February 2017 saw the premiere of ‘The Eagle’s Nest’ at the Gabriel Sundukyan National Academic Theatre. The production marked 25 years of war and independence in Nagorny Karabakh.
Based on a play of the same name by Hrach Beglaryan, the production was directed by David Harutyunyan.
In the theatre’s repertoire to this day, ‘The Eagle’s Nest’ always sees a full house. The troupe has also taken it to Nagorny Karabakh and to various regions of Armenia.
The events unfold in the village of Karakap in Nagorny Karabakh. Situated near the border, the village sees violent clashes. The main heroine, 80-year-old Amay, is forced to look on as young men are wounded and lose their lives.
The actor Lernik Harutyunyan plays a sharpshooter from the Tavush Province, Margar. At the end of the play, Margar loses his life.
‘We may sigh and complain, but at the end of the day, when the time comes we stand firm for our motherland, protecting our borders. This is the patriotic stance that the play conveys to the viewer,’ Lernik Harutyunyan says.
Theatre critic Tigran Martirosyan feels that staging plays about the conflict in Nagorny Karabakh is clearly necessary, but one must be sensitive about how exactly this is done.
When asked about ‘The Eagle’s Nest’, the theatre critic offered a damning opinion of both the initial play, and the subsequent production.
‘As soon as a theatre decides to start trading in propaganda, it becomes provincial.
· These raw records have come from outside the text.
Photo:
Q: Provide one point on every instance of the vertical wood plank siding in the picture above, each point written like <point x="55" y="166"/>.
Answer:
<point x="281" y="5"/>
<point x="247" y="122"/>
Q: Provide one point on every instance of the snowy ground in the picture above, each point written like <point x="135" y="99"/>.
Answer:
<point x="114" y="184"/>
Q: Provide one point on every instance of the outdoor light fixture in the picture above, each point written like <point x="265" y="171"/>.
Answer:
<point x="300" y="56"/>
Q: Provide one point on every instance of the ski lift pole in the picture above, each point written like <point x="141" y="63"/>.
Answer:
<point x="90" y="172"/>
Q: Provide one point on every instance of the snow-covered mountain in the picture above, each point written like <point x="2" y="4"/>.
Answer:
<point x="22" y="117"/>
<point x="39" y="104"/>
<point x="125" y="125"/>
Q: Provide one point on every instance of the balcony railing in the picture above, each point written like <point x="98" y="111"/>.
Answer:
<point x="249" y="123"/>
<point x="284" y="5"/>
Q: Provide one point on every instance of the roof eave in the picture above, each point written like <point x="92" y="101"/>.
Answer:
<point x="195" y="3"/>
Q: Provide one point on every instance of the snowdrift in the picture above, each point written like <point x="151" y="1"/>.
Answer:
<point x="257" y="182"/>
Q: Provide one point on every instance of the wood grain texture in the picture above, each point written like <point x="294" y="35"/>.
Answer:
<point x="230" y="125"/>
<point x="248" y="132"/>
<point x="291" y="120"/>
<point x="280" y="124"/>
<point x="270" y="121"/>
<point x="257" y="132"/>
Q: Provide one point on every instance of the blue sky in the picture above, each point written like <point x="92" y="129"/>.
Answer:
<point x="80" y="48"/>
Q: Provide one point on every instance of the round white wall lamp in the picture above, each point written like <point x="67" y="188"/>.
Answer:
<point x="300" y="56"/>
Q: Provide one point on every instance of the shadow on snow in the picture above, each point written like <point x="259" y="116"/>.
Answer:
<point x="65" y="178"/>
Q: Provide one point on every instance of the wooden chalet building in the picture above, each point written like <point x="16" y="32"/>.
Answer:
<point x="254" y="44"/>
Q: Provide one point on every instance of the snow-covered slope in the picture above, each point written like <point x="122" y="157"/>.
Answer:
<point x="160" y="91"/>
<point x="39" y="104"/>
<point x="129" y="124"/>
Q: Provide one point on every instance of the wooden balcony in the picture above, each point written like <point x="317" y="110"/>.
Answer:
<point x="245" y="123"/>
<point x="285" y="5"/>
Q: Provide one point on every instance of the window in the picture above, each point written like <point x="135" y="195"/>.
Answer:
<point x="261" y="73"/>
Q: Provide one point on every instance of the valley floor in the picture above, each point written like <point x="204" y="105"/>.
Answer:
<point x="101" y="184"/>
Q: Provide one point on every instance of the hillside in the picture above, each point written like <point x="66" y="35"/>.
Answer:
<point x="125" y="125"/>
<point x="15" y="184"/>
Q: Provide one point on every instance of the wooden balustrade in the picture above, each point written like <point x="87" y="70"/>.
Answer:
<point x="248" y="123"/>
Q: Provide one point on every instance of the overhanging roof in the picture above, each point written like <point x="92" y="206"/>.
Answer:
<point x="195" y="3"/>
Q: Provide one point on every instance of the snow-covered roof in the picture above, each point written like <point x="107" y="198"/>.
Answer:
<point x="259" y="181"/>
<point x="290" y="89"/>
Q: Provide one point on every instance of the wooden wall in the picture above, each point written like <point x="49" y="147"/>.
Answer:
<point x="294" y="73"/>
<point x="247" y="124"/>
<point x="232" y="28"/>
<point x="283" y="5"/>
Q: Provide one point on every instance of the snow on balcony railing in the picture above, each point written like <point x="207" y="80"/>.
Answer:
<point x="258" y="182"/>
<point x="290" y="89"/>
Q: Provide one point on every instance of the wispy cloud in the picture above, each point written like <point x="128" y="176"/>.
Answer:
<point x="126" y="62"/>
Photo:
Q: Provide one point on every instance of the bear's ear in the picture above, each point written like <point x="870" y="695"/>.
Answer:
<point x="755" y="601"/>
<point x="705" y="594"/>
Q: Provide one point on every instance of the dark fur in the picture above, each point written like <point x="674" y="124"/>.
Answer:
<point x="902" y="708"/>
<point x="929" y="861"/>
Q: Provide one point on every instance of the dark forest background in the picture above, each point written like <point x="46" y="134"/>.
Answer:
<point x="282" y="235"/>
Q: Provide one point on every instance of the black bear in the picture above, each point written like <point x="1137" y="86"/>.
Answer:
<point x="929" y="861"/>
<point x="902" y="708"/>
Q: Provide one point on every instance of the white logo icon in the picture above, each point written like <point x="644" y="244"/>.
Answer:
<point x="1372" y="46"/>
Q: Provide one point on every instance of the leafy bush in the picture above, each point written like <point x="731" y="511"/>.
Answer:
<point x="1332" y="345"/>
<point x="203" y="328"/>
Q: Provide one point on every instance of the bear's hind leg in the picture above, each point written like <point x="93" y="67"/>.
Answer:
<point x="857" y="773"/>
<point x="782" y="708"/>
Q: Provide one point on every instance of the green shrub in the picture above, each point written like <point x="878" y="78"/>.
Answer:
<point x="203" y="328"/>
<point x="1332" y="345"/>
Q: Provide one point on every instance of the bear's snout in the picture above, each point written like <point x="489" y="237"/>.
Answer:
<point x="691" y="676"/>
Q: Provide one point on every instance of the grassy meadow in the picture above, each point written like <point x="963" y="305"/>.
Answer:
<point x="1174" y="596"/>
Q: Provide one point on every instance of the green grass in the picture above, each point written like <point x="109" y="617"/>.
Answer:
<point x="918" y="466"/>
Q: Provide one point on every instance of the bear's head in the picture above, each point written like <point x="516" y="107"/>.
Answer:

An audience that watches a play like this will not be convinced by what it sees, by the events portrayed. This is deliberate affectation, pseudo-patriotism,’ Tigran Martirosyan insists.
Turning to Narine Grigoryan’s ‘My Family In My Suitcase’, the theatre critic praised several aspects of the solo performance.
‘The actress tells her story without any hatred. Furthermore, she even introduces elements of self-irony. For instance, in the house-cleaning scene, when the heroine exclaims “Who are we doing this tidying for? For the Turks?” This is utter self-irony, and the viewer finds it appealing. Viewers are not left with a sense of toxic emotional tension. Long-standing hatred is bad for one’s inner world, after all,’ the theatre critic explains.